It’s that time of year. Not just the holidays but marketing planning season. Financial marketers across the country are all doing the same thing: analyzing data, putting budgets into spreadsheets, crafting strategies and tactics and developing a calendar of marketing events and activities.

Most of this information is put into the form of a formal marketing plan. Some type of 20-page or more document containing data, activities, dates and an assortment of other vital information. But do people outside the marketing team read it? I hate it to break it to you but most executives probably just skim your marketing plan. And if they are reading it line by line they might just be doing it to catch your typos.

So what if you presented your plan this year in a more unique way? Something to grab their attention?

Rather than giving executives or board members the traditional written plan, here are a few ways to make presenting your marketing plan a little more engaging:

  • Use visuals. For example, use pictures for campaigns, results, strategic initiatives, etc. rather than just words and numbers. You could almost do this like presenting your marketing plan on Instagram.
  • In similar fashion, use MEMEs. Those could be humorous yet also informative (and highly effective).
  • Look for ways to incorporate video into presenting your plan.
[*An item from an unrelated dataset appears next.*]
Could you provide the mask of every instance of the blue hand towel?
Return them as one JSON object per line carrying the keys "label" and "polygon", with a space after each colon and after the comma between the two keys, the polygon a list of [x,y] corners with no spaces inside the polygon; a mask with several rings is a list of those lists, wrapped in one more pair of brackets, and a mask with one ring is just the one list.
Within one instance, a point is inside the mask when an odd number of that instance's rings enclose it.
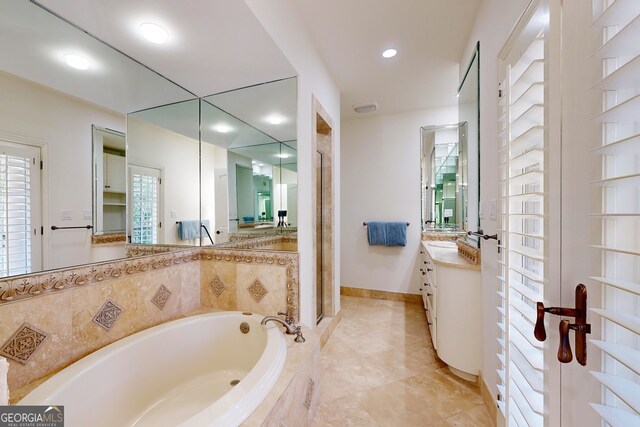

Turn your three major marketing initiatives into three posts for Vine.
  • Use a domino game. For example, when you present the marketing plan make a long line of dominos in the shape of an “S” representing the word “success.” Then knock the first domino down and watch as the rest fall into place. Then pick up those first few dominos and make the point that here are the first 3-4 dominos you feel must fall into place for the rest of the marketing plan to succeed. Emphasize that if these dominos fall then everything else at your financial institution will succeed as well. For example, that first domino might illustrate a brand project/initiative, a loan promotion or member/customer penetration efforts.
  • Boil your marketing plan down into one 140-character tweet. Less is best.

Using these methods does not mean you won’t have that formal written marketing plan. You will still issue it as some type of documentation with all the necessary details. But rather than just presenting the plan, look for a way to make it visual.

We are marketers—let’s use some of our creativity when presenting our plans this year.